My front row seat to the intifada

Memories of a visit to 1980s Israel, the year after the first intifada began.

A Palestinian stone-thrower looks on as he stands in front of a fire during clashes with IDF troops in the West Bank village of Duma (photo credit: REUTERS)
A Palestinian stone-thrower looks on as he stands in front of a fire during clashes with IDF troops in the West Bank village of Duma
(photo credit: REUTERS)
‘Excited” only begins to describe my feelings in late December 1987. I was 11 years old and preparing for my first trip to see Eretz Yisrael.
We all remember our first trip to Israel. Whether that initial journey was with parents, a summer program or Birthright, we always cherish that peek out the airplane window and vision of Tel Aviv’s coast, that first smell of the shuk in Jerusalem and neck-tilting glance upward to the top of the Kotel. As winter vacation approached, I couldn’t wait to see the images we had studied in day school come to life.
A year earlier, Palestinians had started the intifada.
The scenes are etched into our memories; for those too young to remember, the first intifada’s rock throwing, fire bombing and all-out chaos has been replicated many times in the years since. As an 11-year-old, thoughts of the intifada, danger and rebellion never entered my mind. Eretz Yisrael was the land of the Bible come alive, where everything was Jewish, and all the food was delicious and kosher. I couldn’t wait to get there.
I was quickly exposed to the intifada when I arrived.

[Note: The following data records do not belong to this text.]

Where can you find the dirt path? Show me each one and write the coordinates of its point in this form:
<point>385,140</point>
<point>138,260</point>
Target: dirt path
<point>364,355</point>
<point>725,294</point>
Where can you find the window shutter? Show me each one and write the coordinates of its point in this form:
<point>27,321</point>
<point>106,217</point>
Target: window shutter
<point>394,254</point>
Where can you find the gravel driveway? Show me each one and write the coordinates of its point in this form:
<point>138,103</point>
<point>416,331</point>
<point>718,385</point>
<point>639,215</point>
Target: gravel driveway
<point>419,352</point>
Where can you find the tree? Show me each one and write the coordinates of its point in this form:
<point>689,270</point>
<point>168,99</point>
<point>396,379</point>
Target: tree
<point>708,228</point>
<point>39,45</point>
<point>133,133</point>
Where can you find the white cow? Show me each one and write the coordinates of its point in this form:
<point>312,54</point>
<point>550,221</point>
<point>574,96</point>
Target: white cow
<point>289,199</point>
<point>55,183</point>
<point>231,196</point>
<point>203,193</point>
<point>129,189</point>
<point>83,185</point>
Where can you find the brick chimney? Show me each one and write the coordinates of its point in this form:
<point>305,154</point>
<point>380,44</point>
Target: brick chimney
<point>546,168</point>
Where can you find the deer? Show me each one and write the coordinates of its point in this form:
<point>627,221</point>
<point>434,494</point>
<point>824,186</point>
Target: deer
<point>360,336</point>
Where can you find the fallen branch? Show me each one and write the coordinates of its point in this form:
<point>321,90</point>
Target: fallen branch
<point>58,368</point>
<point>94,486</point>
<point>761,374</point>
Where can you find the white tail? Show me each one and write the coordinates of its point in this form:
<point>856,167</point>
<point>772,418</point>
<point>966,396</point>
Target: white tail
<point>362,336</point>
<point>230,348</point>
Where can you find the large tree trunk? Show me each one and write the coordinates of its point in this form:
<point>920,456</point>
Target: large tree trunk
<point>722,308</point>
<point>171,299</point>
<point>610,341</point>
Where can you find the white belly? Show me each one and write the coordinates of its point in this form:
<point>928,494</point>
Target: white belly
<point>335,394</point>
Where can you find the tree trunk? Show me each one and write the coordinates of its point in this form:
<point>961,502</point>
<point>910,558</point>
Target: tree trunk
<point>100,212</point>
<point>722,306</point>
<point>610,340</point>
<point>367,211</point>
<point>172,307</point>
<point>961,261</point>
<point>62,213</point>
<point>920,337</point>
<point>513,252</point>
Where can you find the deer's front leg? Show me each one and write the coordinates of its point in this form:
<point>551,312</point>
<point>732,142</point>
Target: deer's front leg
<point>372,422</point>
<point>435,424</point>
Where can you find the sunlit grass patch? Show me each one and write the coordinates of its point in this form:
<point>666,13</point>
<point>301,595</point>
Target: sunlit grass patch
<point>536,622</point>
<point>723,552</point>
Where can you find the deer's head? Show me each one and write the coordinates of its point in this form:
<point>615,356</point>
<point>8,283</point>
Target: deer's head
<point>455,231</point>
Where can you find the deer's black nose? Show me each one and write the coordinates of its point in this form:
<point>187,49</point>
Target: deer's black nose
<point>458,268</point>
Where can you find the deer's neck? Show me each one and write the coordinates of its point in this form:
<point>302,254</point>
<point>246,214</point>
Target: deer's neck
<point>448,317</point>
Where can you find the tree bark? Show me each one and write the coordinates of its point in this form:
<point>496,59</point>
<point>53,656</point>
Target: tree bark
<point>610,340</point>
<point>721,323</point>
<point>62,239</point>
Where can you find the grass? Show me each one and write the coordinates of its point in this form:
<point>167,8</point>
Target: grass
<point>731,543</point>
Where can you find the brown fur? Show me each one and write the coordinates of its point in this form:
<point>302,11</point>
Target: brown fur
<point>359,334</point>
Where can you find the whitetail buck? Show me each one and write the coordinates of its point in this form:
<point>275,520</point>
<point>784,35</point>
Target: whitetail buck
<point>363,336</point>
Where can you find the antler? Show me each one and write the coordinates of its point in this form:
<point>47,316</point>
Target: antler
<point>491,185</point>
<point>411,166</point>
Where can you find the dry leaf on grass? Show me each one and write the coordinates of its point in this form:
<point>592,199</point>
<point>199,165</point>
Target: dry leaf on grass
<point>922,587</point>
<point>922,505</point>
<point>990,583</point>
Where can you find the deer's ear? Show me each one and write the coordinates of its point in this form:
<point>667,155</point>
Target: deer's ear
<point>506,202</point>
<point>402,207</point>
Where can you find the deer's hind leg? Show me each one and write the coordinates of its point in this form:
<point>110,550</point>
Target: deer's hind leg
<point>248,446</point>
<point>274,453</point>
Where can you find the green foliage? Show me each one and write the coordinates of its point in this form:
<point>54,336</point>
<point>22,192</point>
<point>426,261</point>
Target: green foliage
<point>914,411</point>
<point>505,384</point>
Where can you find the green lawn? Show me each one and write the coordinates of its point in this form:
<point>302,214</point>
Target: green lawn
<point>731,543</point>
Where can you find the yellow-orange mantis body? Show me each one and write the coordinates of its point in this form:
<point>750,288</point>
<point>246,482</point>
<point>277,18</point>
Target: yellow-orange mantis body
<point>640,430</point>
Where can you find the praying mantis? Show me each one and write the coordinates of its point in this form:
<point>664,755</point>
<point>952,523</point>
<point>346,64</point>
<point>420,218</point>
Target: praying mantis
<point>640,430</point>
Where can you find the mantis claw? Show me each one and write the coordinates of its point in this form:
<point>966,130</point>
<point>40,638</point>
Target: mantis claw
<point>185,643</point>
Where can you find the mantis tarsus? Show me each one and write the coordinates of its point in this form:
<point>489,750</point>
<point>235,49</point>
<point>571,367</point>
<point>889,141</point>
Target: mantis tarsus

I have family that had recently moved from America to Neve Aliza in the Shomron (Samaria) and getting there required a drive through Kalkilya, an Arab village full of hotheads throwing rocks at passing cars. I had never seen a soldier before and the constant sight of Israeli soldiers and private citizens armed, even in the synagogue on Shabbat, opened my eyes to a reality in Israel that my young brain couldn’t really process. I had nightmares those first few nights, some of which I still remember vividly 27 years later.
One episode from that trip sticks in my mind. It was Friday, erev Shabbat, January 1, 1988. My parents took me to Mea She’arim. As we people-watched and window shopped, a slowly approaching rumble could be heard. Traffic split and large armored personal carriers rolled down the street. I can’t recall how many military vehicles drove down the narrow street and pushed us to the walls, but my mouth was wide open in shock.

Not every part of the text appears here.